Ça y est, vous avez pris un rateau! Remarquez que j’ai donné un exemple masculin mais le rateau peut se prendre ou se donner d’un côté comme de l’autre, enfin je veux dire par l’homme ou la femme, pas par le manche ou les dents. Vous avez compris…

J’aime le côté graphique de l’expression. Je n’ai pas vraiment non plus trouvé d’équivalence propre au Québec. Serait-ce que les Québécoises sont moins farouches?

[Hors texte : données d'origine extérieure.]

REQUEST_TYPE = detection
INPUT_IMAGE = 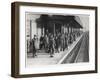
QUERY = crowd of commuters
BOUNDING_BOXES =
[28,31,82,57]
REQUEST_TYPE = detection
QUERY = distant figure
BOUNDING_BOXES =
[32,35,37,57]
[40,35,45,49]
[49,35,55,57]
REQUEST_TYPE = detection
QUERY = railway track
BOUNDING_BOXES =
[62,32,89,64]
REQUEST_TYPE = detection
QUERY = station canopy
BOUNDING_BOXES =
[36,14,83,28]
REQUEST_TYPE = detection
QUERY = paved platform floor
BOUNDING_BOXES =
[26,35,82,67]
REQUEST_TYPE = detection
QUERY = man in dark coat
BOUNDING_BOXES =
[49,35,55,57]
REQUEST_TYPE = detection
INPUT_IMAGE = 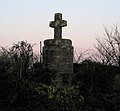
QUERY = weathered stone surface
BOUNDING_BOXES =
[43,13,73,87]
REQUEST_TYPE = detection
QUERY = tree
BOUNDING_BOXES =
[95,25,120,66]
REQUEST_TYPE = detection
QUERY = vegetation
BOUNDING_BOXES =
[0,27,120,111]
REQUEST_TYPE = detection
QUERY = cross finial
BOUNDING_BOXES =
[50,13,67,39]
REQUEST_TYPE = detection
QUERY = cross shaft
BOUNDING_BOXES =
[50,13,67,39]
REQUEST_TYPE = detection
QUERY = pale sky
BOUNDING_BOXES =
[0,0,120,52]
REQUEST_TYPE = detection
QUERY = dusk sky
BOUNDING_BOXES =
[0,0,120,52]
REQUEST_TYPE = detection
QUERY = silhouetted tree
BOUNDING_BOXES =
[95,25,120,66]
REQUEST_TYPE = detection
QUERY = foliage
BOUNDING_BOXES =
[95,25,120,65]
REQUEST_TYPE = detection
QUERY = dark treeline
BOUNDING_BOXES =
[0,41,120,111]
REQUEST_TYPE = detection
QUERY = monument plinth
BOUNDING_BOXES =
[43,13,73,87]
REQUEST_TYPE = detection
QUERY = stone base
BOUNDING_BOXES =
[43,39,73,87]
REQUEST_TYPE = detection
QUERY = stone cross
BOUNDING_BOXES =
[50,13,67,39]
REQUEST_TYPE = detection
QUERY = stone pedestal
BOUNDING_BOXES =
[43,13,73,88]
[43,39,73,87]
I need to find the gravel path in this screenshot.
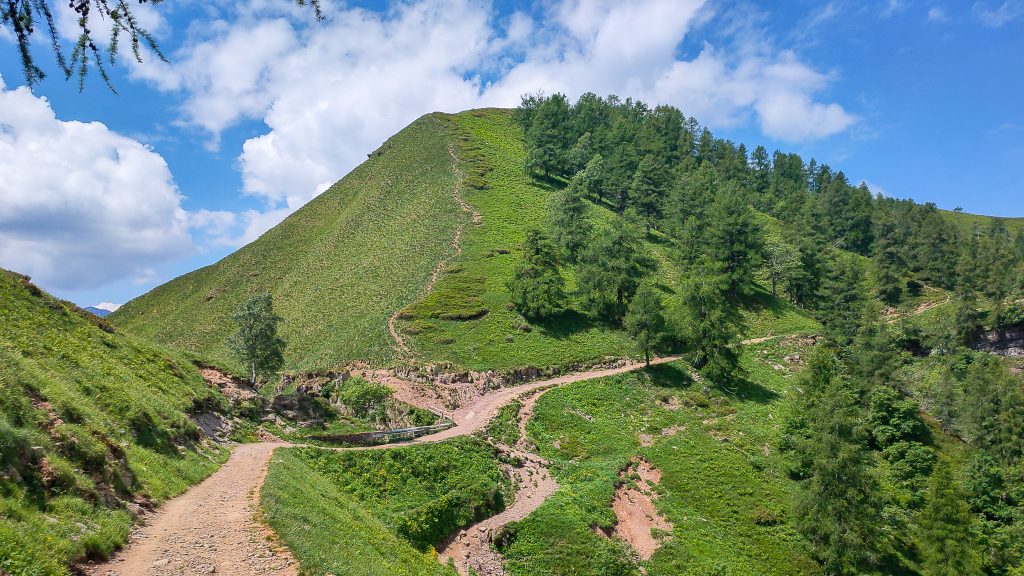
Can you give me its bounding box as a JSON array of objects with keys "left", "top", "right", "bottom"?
[
  {"left": 88, "top": 357, "right": 678, "bottom": 576},
  {"left": 81, "top": 443, "right": 299, "bottom": 576}
]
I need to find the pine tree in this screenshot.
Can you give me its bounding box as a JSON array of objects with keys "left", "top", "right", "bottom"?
[
  {"left": 705, "top": 183, "right": 763, "bottom": 298},
  {"left": 765, "top": 236, "right": 801, "bottom": 296},
  {"left": 508, "top": 229, "right": 565, "bottom": 320},
  {"left": 630, "top": 155, "right": 667, "bottom": 234},
  {"left": 817, "top": 256, "right": 864, "bottom": 344},
  {"left": 227, "top": 294, "right": 285, "bottom": 386},
  {"left": 919, "top": 459, "right": 982, "bottom": 576},
  {"left": 577, "top": 217, "right": 655, "bottom": 322},
  {"left": 797, "top": 348, "right": 884, "bottom": 576},
  {"left": 624, "top": 282, "right": 665, "bottom": 366},
  {"left": 565, "top": 132, "right": 594, "bottom": 174},
  {"left": 548, "top": 172, "right": 593, "bottom": 262},
  {"left": 681, "top": 265, "right": 742, "bottom": 383},
  {"left": 525, "top": 94, "right": 569, "bottom": 178}
]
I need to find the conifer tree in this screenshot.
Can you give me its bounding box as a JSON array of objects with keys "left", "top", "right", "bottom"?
[
  {"left": 565, "top": 132, "right": 594, "bottom": 174},
  {"left": 630, "top": 154, "right": 667, "bottom": 234},
  {"left": 681, "top": 264, "right": 742, "bottom": 383},
  {"left": 919, "top": 459, "right": 982, "bottom": 576},
  {"left": 705, "top": 182, "right": 763, "bottom": 298},
  {"left": 525, "top": 93, "right": 569, "bottom": 178},
  {"left": 508, "top": 229, "right": 565, "bottom": 320},
  {"left": 227, "top": 294, "right": 285, "bottom": 386},
  {"left": 797, "top": 347, "right": 884, "bottom": 576},
  {"left": 817, "top": 257, "right": 864, "bottom": 344},
  {"left": 765, "top": 236, "right": 801, "bottom": 296},
  {"left": 625, "top": 282, "right": 665, "bottom": 366},
  {"left": 577, "top": 215, "right": 655, "bottom": 322},
  {"left": 548, "top": 172, "right": 593, "bottom": 262}
]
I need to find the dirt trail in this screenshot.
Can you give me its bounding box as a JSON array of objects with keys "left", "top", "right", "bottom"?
[
  {"left": 90, "top": 357, "right": 679, "bottom": 576},
  {"left": 437, "top": 387, "right": 558, "bottom": 576},
  {"left": 611, "top": 459, "right": 672, "bottom": 560},
  {"left": 81, "top": 443, "right": 298, "bottom": 576},
  {"left": 387, "top": 142, "right": 483, "bottom": 358}
]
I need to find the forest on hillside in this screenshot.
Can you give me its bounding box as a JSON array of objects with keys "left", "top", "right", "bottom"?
[{"left": 509, "top": 93, "right": 1024, "bottom": 575}]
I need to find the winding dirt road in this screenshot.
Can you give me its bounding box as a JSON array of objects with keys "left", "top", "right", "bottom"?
[
  {"left": 81, "top": 357, "right": 678, "bottom": 576},
  {"left": 387, "top": 143, "right": 483, "bottom": 359},
  {"left": 80, "top": 443, "right": 299, "bottom": 576}
]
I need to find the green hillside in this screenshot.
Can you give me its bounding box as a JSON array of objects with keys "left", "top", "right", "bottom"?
[
  {"left": 401, "top": 110, "right": 820, "bottom": 370},
  {"left": 0, "top": 271, "right": 226, "bottom": 575},
  {"left": 942, "top": 206, "right": 1024, "bottom": 236},
  {"left": 111, "top": 109, "right": 819, "bottom": 370},
  {"left": 111, "top": 115, "right": 468, "bottom": 369}
]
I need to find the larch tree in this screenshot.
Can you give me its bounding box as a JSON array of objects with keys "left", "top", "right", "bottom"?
[
  {"left": 0, "top": 0, "right": 324, "bottom": 90},
  {"left": 681, "top": 266, "right": 741, "bottom": 383},
  {"left": 797, "top": 347, "right": 885, "bottom": 576},
  {"left": 764, "top": 236, "right": 801, "bottom": 296},
  {"left": 919, "top": 459, "right": 982, "bottom": 576},
  {"left": 625, "top": 282, "right": 665, "bottom": 366},
  {"left": 548, "top": 172, "right": 594, "bottom": 262},
  {"left": 630, "top": 154, "right": 668, "bottom": 234},
  {"left": 227, "top": 294, "right": 285, "bottom": 386},
  {"left": 577, "top": 217, "right": 655, "bottom": 322},
  {"left": 508, "top": 229, "right": 565, "bottom": 320}
]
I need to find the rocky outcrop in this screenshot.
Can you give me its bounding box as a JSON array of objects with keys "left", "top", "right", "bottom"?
[{"left": 974, "top": 326, "right": 1024, "bottom": 358}]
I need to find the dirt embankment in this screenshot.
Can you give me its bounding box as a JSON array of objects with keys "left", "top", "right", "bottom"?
[
  {"left": 602, "top": 458, "right": 672, "bottom": 560},
  {"left": 81, "top": 443, "right": 299, "bottom": 576},
  {"left": 437, "top": 388, "right": 558, "bottom": 576}
]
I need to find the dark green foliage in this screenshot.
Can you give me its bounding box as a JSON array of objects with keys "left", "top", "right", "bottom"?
[
  {"left": 703, "top": 184, "right": 763, "bottom": 298},
  {"left": 963, "top": 355, "right": 1024, "bottom": 464},
  {"left": 525, "top": 93, "right": 570, "bottom": 178},
  {"left": 508, "top": 229, "right": 565, "bottom": 319},
  {"left": 682, "top": 271, "right": 742, "bottom": 384},
  {"left": 624, "top": 283, "right": 665, "bottom": 366},
  {"left": 630, "top": 155, "right": 668, "bottom": 234},
  {"left": 260, "top": 449, "right": 456, "bottom": 576},
  {"left": 764, "top": 237, "right": 804, "bottom": 296},
  {"left": 227, "top": 294, "right": 285, "bottom": 386},
  {"left": 919, "top": 460, "right": 982, "bottom": 576},
  {"left": 0, "top": 0, "right": 324, "bottom": 90},
  {"left": 797, "top": 347, "right": 885, "bottom": 575},
  {"left": 817, "top": 256, "right": 864, "bottom": 343},
  {"left": 548, "top": 167, "right": 594, "bottom": 262},
  {"left": 335, "top": 377, "right": 393, "bottom": 422},
  {"left": 577, "top": 218, "right": 655, "bottom": 322},
  {"left": 286, "top": 438, "right": 506, "bottom": 550}
]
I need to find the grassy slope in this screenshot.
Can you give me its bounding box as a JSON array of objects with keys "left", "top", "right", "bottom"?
[
  {"left": 261, "top": 438, "right": 504, "bottom": 576},
  {"left": 497, "top": 343, "right": 817, "bottom": 576},
  {"left": 941, "top": 210, "right": 1024, "bottom": 234},
  {"left": 402, "top": 110, "right": 818, "bottom": 369},
  {"left": 0, "top": 271, "right": 226, "bottom": 575},
  {"left": 111, "top": 115, "right": 467, "bottom": 369}
]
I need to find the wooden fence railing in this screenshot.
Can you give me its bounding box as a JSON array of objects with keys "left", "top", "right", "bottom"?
[{"left": 308, "top": 421, "right": 455, "bottom": 446}]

Je sais, ça fait déjà une éternité (un mois pour être plus précis) que je n’ai pas donné de nouvelles sur mon blog. Trois bonnes raisons pour expliquer ce long silence radio:

  • Un nouveau mandat à la BNP-Paribas (plus grande banque de France).
  • L’incompétence des techniciens du câble, ce qui fait que je n’ai toujours pas Internet ni le téléphone à l’appartement.
  • Une nouvelle flamme rousse… (dont je taierai les détails sur ce blog!)

Et peut-être une quatrième raison qui est la canicule qui a sévit sur Paris au cours des dernières semaines et qui appelle à la farniente dès la journée de travail terminée. Mais je ne me plains pas, j’ai ouïe dire entre les branches que vous ne l’avez pas eu facile à Montréal non plus.

Je commence à me faire à la vie parisienne et j’ai beaucoup à vous conter. En attendant d’avoir le temps de tout mettre par écrit, je passe la fin de semaine en Bourgogne où je visite une amie dans le coin d’Auxerre. Le rythme et le calme de la campagne contrastent avec le stress ambiant à Paris. J’en ai bien sûr profiter pour visiter les caves du coin et faire le plein de bonnes bouteilles. Je compte en mettre quelques-unes dans mes valises pour mon retour à Montréal la fin de semaine prochaine.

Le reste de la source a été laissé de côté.